The following cases will suffice to exemplify the manner of the distribution and growth of the devotion to the saints. The church of the immense mother-parish of Stoke-on-Trent (Staffordshire), mentioned in Domesday Book, is dedicated to St. Peter. It is situated on the river-side, where doubtless the ancient stockade from which the place appears to take its name once guarded the passage of the Trent, and which would obviously be a convenient centre for missionary labours. High above it, on the hill-sides, stand the daughter-churches, St. Margaret of Wolstanton and St. Giles of Newcastle-under-Lyme,—(i.e. "under" Lyme Forest). The other churches of the Five Towns are more or less modern. I was lately told"[1] of the parallel case of South Stoke in Oxfordshire on the banks of the Thames, with the little daughter-church, or rather chapelry, of Woodcote, on the uplands of the old Chiltern Forest, four miles away. South Stoke is dedicated to St. Andrew, the fisherman, "the first missionary," brother of St. Peter,—Woodcote, to St. Leonard. A long straight trackway across the common, (unenclosed down to 1853), connects the one with the other.
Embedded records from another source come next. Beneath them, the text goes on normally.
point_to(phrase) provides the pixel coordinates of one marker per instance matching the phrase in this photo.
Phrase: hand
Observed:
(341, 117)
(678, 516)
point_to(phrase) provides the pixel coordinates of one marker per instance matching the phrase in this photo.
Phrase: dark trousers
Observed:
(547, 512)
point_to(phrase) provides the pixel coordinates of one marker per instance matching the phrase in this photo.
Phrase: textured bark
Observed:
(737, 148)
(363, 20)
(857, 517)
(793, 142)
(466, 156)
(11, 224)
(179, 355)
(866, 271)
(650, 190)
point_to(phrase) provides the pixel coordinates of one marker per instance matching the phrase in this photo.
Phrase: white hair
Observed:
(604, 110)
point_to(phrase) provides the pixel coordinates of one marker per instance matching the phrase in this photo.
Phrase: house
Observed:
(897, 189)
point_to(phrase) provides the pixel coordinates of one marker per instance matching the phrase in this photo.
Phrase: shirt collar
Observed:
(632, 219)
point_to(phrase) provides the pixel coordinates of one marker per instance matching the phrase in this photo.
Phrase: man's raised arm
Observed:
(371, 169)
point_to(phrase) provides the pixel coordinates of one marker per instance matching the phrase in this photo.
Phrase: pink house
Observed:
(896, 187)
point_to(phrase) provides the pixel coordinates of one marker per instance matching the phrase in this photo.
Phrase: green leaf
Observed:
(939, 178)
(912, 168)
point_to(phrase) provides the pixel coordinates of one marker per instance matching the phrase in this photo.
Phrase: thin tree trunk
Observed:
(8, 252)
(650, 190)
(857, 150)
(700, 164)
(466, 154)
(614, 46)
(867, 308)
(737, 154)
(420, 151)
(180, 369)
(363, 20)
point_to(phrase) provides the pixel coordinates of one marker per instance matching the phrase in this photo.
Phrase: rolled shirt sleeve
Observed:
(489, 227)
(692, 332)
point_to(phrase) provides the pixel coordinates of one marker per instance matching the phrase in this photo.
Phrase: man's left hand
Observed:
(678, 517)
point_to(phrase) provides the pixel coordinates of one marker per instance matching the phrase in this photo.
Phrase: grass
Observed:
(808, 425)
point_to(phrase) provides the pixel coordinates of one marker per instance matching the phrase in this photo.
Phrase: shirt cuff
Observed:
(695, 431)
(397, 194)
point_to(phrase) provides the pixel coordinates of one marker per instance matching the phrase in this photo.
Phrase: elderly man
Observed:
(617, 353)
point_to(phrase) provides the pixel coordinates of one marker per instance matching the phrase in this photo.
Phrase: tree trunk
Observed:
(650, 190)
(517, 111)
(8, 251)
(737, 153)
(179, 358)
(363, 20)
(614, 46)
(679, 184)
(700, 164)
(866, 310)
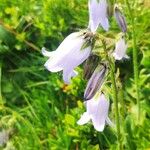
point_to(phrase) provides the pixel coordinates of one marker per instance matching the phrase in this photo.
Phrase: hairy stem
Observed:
(135, 56)
(115, 94)
(1, 102)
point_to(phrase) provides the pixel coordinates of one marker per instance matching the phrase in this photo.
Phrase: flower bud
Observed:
(90, 65)
(120, 19)
(96, 81)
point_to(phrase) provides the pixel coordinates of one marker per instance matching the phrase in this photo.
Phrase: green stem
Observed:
(1, 102)
(115, 94)
(135, 56)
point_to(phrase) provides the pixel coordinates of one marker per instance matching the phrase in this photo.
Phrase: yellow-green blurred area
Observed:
(37, 110)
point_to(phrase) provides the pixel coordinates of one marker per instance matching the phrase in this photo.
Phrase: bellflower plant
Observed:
(76, 48)
(96, 111)
(73, 51)
(98, 15)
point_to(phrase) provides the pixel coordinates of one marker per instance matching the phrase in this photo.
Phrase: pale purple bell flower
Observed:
(98, 15)
(120, 50)
(68, 55)
(96, 111)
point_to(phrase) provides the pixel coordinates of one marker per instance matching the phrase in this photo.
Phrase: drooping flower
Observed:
(120, 19)
(96, 81)
(120, 50)
(98, 14)
(96, 111)
(74, 49)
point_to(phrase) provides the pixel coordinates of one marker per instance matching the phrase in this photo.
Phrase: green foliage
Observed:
(36, 107)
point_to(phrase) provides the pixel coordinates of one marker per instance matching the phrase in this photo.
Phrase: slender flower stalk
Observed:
(96, 81)
(98, 15)
(115, 94)
(1, 101)
(120, 18)
(135, 55)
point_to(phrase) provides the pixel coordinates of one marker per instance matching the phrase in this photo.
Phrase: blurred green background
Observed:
(36, 108)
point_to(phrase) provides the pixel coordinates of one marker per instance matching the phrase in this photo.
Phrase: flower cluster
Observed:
(76, 48)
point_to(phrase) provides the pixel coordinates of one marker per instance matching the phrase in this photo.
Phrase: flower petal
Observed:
(120, 50)
(100, 112)
(68, 74)
(47, 53)
(84, 119)
(53, 66)
(98, 14)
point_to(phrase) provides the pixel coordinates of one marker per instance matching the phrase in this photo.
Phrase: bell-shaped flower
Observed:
(96, 111)
(120, 50)
(73, 51)
(96, 81)
(98, 14)
(120, 19)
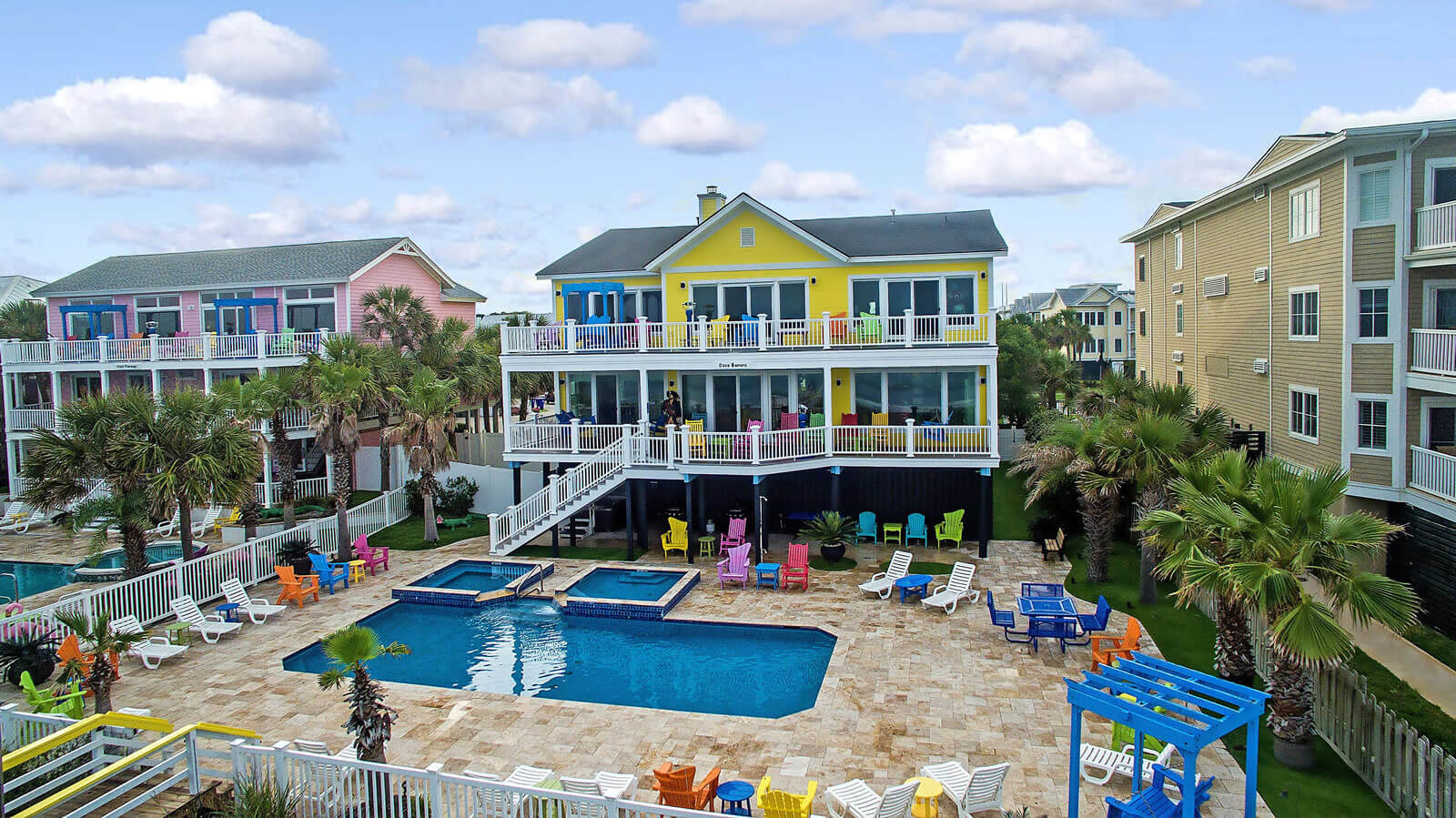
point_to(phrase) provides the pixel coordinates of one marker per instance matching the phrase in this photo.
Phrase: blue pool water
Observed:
(531, 648)
(625, 584)
(34, 577)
It is called the burying-way, for there is no right of burial at Woodcote, though there is a churchyard. (In this connection was mentioned the common popular belief that the passage of a funeral procession confers a right-of-way for ever after.) Within the memory of the present generation a great fair for sheep and cattle

  1. By Mr. E. H. Binney, of Oxford, from information of the Rev. H. G. Nind, Rector of South Stoke with Woodcote and himself a native of the place.